Un fonds pour les dépôts sauvages
Le ministre a par ailleurs confirmé la création d'un "fonds pour les dépôts sauvages", auquel les collectivités confrontées à ce fléau pourront faire appel pour "bénéficier d'un financement ad hoc". Ce fonds sera géré par l'Ademe – "un tiers de confiance pour les collectivités", indique le ministre –, faute pour les éco-organismes d'avoir joué leur rôle jusqu'ici. "Je n'ai aucun problème à le dire", assume Mathieu Lefèvre, en soulignant qu'il n'y a eu, pour l'heure, "pas un euro de la REP qui a servi à financer l'enlèvement des dépôts sauvages.
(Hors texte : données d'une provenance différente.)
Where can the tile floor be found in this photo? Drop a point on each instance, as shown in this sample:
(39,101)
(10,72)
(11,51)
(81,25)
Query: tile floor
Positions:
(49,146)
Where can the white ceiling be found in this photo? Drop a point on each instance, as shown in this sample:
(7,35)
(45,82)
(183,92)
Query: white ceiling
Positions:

Une situation paradoxale puisque cette REP est née, il faut s'en souvenir, du décès absolument tragique du maire de Signes". Le fonds sera alimenté par des éco-contributions issues – cela reste à arbitrer – "soit de la seule filière PMCB, soit de l'ensemble des filières, étant entendu que dans les dépôts sauvages, il n'y a pas que des PMCB, même s'ils constituent l'immense majorité – 80%".
Des éco-organismes dans le viseur
Le ministre a par ailleurs confié avoir "écrit aux éco-organismes qui n'ont pas encore contractualisé avec une cinquantaine de collectivités pour leur dire que leur éventuel ré-agrément, dans le cadre du nouveau cahier des charges, dépendra de leur capacité à assurer leurs engagements passés".
Rappelons que sur amendement du gouvernement, le dernier projet de loi Ddadue prévoit en outre d'améliorer l'efficience des sanctions à l'encontre des éco-organismes défaillants. Un texte qui, d'après le ministre, interrogé par Localtis, devrait parvenir à se frayer un chemin dans le calendrier surchargé de l'Assemblée : "On a des obligations de transposition", souligne-t-il, en mentionnant singulièrement la directive sur la qualité de l'air, à transposer "avant le 11 décembre prochain".